It calls me to       complete my circuit.
The train winds round,       testing the rails,
important in carriage –       for I invite passengers
on this trip.       There she stands,
sloppy warmhearted,       selfish silly shallow,
unable to suffer,       shaking red flesh,
brutal in her tears –       and so she stands always
in her own shame,       begging for love,
pressed against the stove,       unable to face cold,
being inwardly cold,       lacking in kindness
and all restraint.       I have slid out
from under her foot.       What shall I say?
There is no discussion.       There are no two ways.
Let the rails cover her.
But the points have changed!
Brake engine, blast the past!       Take a break!
But it shunts on and on,       the useless, useless truth:
I was rejected,       and in rejection
I knew my origin.
Memories tag
the roaring wheels       that churn out this poem,
whirling expressionless,       furiously thinking,
whisking up dirt,       stirring the sleepers.
But the journey is slow       down the iron road;
all too often       the wheels are inactive.
The lines are littered       but unbroken:
whether chipped and corrupt       or millimetre even,
the wheels do not care,       if the train of thought
somehow continue –       and only the metaphor
soon break down.
Memories caught
in the clatter and trundle       of the black conscious hell
caused by this parent       now ease themselves out:
mad bits of string       wrestling with the air:
but lost to the sight,       as memories of dreams,
a little recurring,       vanish and fade.
I am left with the truth.

The small boy whimpers;
she clasps her guilt.
I have lost her gift,
her outward soul.
Something is missed,
left hanging in transit.
Her warmth to me,
my warmth to anyone.

The harm is done.
She cleared the way       for my different path.
I have turned aside       from her dislike.
The harm is done.       Two people are hurt
in the world.

The engine looms –
and I drift vacant       into the suburbs,
led by a ruse       of simple streets
into a park,       trees and light air,
and on a seat       consult the dawn.
The birds are singing       in wet fresh air,
but still I play       the record of my past,
heard dimly now,       piano-soft,
a Chopin waltz.       I shut my eyes.
I listen to       the plaintive tune
of silent years.

Tense through defence
I know the strain well       and can stretch at ease,
mind in its hammock.
But the bright world
rocks it too roughly,       wrenching its dreams.
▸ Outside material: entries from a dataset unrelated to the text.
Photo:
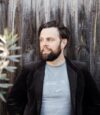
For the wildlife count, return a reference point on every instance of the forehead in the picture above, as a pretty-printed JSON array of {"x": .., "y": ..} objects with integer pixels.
[{"x": 49, "y": 32}]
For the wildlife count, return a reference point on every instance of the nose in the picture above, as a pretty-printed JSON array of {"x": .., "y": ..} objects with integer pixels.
[{"x": 44, "y": 43}]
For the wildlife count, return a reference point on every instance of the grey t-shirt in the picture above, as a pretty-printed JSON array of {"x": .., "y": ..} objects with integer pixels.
[{"x": 56, "y": 91}]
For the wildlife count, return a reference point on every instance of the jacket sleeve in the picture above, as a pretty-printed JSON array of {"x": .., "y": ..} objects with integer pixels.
[
  {"x": 17, "y": 98},
  {"x": 91, "y": 99}
]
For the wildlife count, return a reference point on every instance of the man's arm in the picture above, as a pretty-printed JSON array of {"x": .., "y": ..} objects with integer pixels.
[
  {"x": 91, "y": 99},
  {"x": 17, "y": 98}
]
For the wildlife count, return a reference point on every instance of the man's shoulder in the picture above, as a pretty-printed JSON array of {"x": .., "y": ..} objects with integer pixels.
[
  {"x": 33, "y": 65},
  {"x": 77, "y": 65}
]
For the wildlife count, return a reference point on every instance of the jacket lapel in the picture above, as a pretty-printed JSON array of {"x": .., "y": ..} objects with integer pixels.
[{"x": 72, "y": 75}]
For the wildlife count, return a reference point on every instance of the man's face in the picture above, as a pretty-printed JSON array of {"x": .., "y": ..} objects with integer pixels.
[{"x": 50, "y": 44}]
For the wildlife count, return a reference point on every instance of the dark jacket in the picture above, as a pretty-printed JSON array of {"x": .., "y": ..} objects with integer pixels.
[{"x": 25, "y": 97}]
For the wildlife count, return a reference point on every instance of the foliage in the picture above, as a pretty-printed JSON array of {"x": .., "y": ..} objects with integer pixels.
[{"x": 8, "y": 47}]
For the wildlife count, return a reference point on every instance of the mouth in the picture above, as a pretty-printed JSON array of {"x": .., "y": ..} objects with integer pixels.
[{"x": 45, "y": 51}]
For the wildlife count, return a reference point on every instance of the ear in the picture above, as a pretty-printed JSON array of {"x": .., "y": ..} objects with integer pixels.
[{"x": 64, "y": 43}]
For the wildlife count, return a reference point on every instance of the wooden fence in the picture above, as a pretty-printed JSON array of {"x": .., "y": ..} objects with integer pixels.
[{"x": 81, "y": 16}]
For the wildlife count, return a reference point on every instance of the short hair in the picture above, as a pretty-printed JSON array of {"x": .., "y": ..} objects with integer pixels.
[{"x": 63, "y": 31}]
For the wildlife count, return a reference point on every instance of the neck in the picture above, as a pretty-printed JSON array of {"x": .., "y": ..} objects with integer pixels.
[{"x": 60, "y": 60}]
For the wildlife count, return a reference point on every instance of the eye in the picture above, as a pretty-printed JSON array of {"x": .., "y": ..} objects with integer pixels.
[
  {"x": 41, "y": 39},
  {"x": 50, "y": 39},
  {"x": 1, "y": 51}
]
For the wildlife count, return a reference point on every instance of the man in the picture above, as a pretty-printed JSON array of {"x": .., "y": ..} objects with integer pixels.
[{"x": 55, "y": 85}]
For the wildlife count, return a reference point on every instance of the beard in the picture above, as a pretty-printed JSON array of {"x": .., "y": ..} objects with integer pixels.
[{"x": 50, "y": 56}]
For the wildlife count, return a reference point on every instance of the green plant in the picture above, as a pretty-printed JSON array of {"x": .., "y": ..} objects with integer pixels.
[{"x": 8, "y": 47}]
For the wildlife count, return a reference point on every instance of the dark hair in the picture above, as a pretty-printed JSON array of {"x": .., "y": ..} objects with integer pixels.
[{"x": 63, "y": 31}]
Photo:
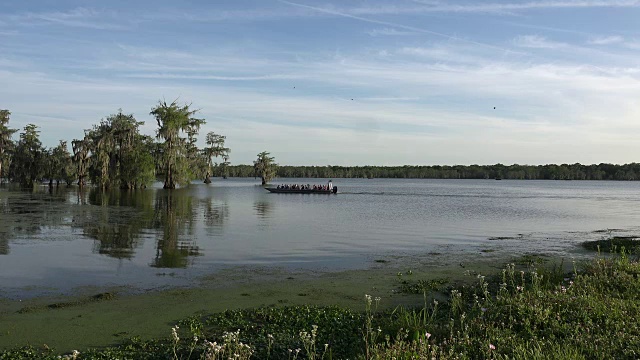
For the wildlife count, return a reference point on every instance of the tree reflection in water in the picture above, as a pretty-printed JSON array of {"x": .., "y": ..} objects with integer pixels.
[
  {"x": 174, "y": 214},
  {"x": 29, "y": 212},
  {"x": 263, "y": 209},
  {"x": 119, "y": 221},
  {"x": 216, "y": 213}
]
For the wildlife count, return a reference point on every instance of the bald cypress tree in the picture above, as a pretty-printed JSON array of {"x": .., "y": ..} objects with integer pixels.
[
  {"x": 177, "y": 152},
  {"x": 6, "y": 144}
]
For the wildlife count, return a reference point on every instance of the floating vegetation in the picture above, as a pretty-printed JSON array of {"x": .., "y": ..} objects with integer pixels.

Morning raps       at the back of the skull,
events overtake       the sleeping mind,
and the fist of the world       crashes through.
As it spreads open       birds fill the air,
little busybodies       chirping with laughter
at the cack-handed antics       of the playful god,
at the way of the world –       as in heavy abandon
it jests with the dead shape,       pokes it and pushes it,
flicks it and bangs it,       dances around it
demanding attention,       jerks at the canvas,
torturing the walls       in the room of its dreams,
shouts at it, shocks it       and shakes it awake:
and so it sits up       with staring eyes:

Sometimes the walls are hot and bright with sun.
To sit at ease beside a table writing
is tantamount to great and priceless murder
of all the senses stored as valuable
in garbled splendour in the memory.
Through plains of light the brute alarm of silence
rings on and on. In such a squalid heaven,
where ignorance and certain happiness meet,
no question interrupts the state of knowing,
but maddened guides with torches shriek out Danger.
Return my gaze to beauty of the hand,
remember when the landscape lay in winter,
when careful wolf I showed my teeth and grinned,
watching my footmarks through the intricate snow.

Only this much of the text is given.